AURA: Adaptive Unified Reasoning and Automation with LLM-Guided MARL for NextG Cellular Networks
Narjes Nourzad, Mingyu Zong, Bhaskar Krishnamachari
TL;DR
6G/NextG networks demand scalable, low-latency decision-making, while LLMs provide strategic planning at the cost of latency and MARL offers localized adaptability with coordination challenges. AURA fuses cloud-based high-level planning with base-station MARL agents, employing a trust mechanism, batched communication, and a Centralized Alignment Controller to align global goals with local actions. The study shows that LLM-guided MARL reduces dropped handoff requests and system failures, achieves these gains with modest LLM usage, and preserves local adaptability to mitigate latency and hallucination risks.
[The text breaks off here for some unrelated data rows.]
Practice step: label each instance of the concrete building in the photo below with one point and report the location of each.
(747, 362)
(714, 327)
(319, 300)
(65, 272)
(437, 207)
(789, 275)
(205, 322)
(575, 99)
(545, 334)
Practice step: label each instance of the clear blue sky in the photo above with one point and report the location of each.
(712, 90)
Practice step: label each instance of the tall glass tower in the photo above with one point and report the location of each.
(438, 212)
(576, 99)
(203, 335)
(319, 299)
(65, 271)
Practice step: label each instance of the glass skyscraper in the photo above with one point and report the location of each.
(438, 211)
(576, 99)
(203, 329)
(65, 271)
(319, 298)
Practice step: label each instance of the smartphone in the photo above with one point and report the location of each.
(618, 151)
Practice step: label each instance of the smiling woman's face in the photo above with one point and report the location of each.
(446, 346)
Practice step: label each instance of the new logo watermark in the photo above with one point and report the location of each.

Overall, AURA offers a scalable framework that leverages LLM reasoning alongside MARL adaptability for real-time NextG network management.
Abstract
Next-generation (NextG) cellular networks are expected to manage dynamic traffic while sustaining high performance. Large language models (LLMs) provide strategic reasoning for 6G planning, but their computational cost and latency limit real-time use. Multi-agent reinforcement learning (MARL) supports localized adaptation, yet coordination at scale remains challenging. We present AURA, a framework that integrates cloud-based LLMs for high-level planning with base stations modeled as MARL agents for local decision-making. The LLM generates objectives and subgoals from its understanding of the environment and reasoning capabilities, while agents at base stations execute these objectives autonomously, guided by a trust mechanism that balances local learning with external input. To reduce latency, AURA employs batched communication so that agents update the LLM's view of the environment and receive improved feedback. In a simulated 6G scenario, AURA improves resilience, reducing dropped handoff requests by more than half under normal and high traffic and lowering system failures. Agents use LLM input in fewer than 60\% of cases, showing that guidance augments rather than replaces local adaptability, thereby mitigating latency and hallucination risks. These results highlight the promise of combining LLM reasoning with MARL adaptability for scalable, real-time NextG network management.